В таком положении кричать при всем желании невозможно; он захлебывается, кашляет. Мы даем ему передохнуть, он пытается воспользоваться короткими передышками и вырваться. Убедившись в своем бессилии, снова - в который раз! - принимается что-то бубнить про Лелейскую гору: кривая гора всему виною, макушка у нее скособочена, для неправых создана, но и правые на ней искривляются… Обрывки этого бормотания, бессмысленные сами по себе, зацепляясь непостижимым образом один за другой, приобретают скрытый смысл. Подчас мне начинает казаться, что когда-то давно я знал, в чем заключается смысл этих слов, или, может быть, когда-то раньше слышал эти же самые слова, сложенные в более складный рассказ; эти слова подводят меня к невидимому порогу, за которым лежит нечто давно прошедшее, отброшенное и позабытое.
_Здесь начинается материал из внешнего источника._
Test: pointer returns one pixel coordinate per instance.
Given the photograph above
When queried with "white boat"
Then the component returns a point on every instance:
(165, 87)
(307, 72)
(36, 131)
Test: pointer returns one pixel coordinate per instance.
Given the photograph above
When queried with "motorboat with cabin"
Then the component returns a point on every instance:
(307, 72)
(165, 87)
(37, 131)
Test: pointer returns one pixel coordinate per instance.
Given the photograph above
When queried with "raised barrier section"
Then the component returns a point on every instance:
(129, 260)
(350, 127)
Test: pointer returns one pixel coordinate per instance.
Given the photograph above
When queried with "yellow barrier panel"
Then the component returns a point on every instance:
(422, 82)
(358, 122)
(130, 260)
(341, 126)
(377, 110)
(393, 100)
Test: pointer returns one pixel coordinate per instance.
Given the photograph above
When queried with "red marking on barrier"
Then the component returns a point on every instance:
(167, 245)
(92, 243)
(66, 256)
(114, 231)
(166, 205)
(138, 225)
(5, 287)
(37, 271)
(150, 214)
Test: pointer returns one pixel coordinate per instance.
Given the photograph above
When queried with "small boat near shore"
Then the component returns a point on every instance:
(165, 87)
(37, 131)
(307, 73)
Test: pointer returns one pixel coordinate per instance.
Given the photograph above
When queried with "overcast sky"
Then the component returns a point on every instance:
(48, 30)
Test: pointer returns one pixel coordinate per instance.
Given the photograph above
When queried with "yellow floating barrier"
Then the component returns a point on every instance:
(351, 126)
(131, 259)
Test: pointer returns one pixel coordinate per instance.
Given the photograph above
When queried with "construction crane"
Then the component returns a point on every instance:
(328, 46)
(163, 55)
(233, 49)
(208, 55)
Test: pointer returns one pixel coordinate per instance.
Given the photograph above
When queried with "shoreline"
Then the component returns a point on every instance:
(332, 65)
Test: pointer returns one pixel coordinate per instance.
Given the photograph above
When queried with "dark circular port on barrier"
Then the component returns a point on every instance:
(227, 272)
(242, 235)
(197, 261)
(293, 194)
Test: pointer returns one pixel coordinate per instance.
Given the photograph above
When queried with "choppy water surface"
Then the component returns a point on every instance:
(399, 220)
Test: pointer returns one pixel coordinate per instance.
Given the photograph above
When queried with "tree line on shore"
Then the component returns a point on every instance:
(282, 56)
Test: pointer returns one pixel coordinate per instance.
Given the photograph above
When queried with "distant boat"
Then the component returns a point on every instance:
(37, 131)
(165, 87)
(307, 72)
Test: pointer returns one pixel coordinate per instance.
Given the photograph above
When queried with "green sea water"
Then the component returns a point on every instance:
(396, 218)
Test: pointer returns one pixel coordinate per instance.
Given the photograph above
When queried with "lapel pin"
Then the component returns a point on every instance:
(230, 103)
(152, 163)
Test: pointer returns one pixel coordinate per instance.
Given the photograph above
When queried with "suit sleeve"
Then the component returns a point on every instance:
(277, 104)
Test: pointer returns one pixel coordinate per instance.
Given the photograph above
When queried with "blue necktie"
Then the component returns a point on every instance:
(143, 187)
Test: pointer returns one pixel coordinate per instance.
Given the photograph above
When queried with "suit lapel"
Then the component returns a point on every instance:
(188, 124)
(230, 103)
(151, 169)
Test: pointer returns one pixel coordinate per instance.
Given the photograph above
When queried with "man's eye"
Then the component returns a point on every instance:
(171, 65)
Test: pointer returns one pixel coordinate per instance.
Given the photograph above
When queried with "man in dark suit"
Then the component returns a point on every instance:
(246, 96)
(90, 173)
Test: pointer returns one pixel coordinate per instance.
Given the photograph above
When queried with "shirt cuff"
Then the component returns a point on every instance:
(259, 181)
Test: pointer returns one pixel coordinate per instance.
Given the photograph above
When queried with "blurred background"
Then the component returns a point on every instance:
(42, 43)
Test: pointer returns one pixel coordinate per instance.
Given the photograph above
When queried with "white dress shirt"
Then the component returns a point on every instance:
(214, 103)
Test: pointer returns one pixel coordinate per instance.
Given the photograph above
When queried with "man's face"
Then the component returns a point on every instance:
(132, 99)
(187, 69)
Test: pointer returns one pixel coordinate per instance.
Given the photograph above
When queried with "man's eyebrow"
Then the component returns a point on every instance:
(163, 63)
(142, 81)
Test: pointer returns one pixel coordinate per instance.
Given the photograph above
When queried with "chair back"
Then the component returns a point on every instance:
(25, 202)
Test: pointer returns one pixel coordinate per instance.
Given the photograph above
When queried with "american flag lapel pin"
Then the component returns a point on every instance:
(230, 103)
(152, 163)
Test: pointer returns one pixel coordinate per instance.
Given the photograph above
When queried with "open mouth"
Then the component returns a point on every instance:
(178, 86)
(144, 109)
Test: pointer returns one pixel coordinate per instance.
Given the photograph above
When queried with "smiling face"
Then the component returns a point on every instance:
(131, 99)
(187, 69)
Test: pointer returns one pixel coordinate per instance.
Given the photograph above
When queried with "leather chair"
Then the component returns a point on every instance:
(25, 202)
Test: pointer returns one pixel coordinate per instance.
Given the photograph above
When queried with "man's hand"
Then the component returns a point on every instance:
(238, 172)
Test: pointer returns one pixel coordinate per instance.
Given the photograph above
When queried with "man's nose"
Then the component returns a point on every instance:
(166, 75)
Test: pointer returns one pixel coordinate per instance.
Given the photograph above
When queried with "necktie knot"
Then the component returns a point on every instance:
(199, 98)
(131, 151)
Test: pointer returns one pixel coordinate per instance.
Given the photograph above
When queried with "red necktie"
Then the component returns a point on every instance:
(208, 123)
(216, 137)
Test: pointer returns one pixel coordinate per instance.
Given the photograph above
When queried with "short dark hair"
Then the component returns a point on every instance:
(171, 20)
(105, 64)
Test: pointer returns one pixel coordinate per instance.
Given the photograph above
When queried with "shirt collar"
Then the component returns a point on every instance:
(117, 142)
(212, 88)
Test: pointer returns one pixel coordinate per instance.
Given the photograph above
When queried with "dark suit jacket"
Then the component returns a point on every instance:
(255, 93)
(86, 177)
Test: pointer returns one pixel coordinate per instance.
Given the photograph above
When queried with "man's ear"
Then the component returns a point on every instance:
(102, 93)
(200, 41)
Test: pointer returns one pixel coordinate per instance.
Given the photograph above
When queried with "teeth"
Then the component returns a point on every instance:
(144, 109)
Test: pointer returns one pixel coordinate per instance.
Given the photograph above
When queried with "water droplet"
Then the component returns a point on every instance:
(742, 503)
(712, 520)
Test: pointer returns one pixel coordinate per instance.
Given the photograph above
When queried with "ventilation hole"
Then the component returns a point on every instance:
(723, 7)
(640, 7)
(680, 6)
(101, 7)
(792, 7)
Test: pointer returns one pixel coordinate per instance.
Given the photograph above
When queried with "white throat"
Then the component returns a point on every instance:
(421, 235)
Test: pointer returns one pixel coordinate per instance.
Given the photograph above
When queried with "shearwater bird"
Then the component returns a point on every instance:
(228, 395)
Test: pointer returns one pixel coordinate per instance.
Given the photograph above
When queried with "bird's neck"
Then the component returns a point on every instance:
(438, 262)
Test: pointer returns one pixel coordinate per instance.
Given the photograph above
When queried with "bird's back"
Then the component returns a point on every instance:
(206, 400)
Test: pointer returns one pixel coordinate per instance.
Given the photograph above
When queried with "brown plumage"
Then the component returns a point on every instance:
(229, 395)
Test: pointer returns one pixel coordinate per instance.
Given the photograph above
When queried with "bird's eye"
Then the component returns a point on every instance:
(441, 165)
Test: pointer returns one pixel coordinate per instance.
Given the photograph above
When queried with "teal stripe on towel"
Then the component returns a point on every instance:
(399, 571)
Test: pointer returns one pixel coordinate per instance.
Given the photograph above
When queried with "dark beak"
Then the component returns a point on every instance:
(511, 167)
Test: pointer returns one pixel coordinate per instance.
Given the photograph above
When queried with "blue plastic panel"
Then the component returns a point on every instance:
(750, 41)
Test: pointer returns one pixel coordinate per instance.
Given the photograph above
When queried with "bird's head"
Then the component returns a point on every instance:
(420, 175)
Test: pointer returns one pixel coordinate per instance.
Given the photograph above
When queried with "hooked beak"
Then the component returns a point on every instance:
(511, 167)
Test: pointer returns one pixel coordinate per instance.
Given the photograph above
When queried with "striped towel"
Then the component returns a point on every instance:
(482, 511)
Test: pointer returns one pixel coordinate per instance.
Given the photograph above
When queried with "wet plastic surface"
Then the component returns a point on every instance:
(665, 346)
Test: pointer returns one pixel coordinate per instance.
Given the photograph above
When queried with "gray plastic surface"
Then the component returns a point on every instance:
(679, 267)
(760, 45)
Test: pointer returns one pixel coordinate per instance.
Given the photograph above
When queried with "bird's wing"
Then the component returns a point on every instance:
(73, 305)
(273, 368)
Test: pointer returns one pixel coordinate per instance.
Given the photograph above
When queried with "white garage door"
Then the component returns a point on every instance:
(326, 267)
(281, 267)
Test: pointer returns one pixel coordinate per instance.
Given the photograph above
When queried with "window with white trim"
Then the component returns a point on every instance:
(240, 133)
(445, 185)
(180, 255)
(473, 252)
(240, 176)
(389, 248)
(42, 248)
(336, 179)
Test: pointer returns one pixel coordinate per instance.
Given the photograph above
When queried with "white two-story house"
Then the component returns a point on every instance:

Не знаю, было ли это во сне или в раннем детстве, а может быть, еще и до него, но я всегда носил в себе смутный облик этой горы, Лелейской горы, прекрасной и проклятой, пустынной и безлюдной, для змей да чертей одних, не для людей предназначенной.

МОГИЛА У ИСТОЧНИКА

Неподвижны листья, затихли птицы, вода и вся природа вокруг. Одинокие в пучине тишины, наши голоса неестественно растягиваются, догоняя друг друга, сталкиваются, неприкаянными чудаками блуждая по округе. Мы переглядываемся встревоженные - уж не подслушивает ли кто-нибудь нас - и замолкаем. Деревья нам не товарищи: создавая видимость защиты, они в то же время заслоняют от наших взоров все, что исподволь затевается против нас. Вот так же и люди: не раз уже мнимые наши друзья слушали наши речи, а потом все, что слышали, передавали кому следует. В то время все дышало затаенной подлостью: осень, зима, нужда, битва под Москвой и под Плевлями. Сам воздух был напоен тревогой: они точили ножи, готовясь спустить с нас шкуру. Время от времени мы застигали их за этим занятием, но они божились отцами, своими детьми и честью, что ножи предназначаются вовсе не для нас, а точатся просто так, на всякий случай. И мы все-таки продолжали верить им, потому что нам хотелось верить.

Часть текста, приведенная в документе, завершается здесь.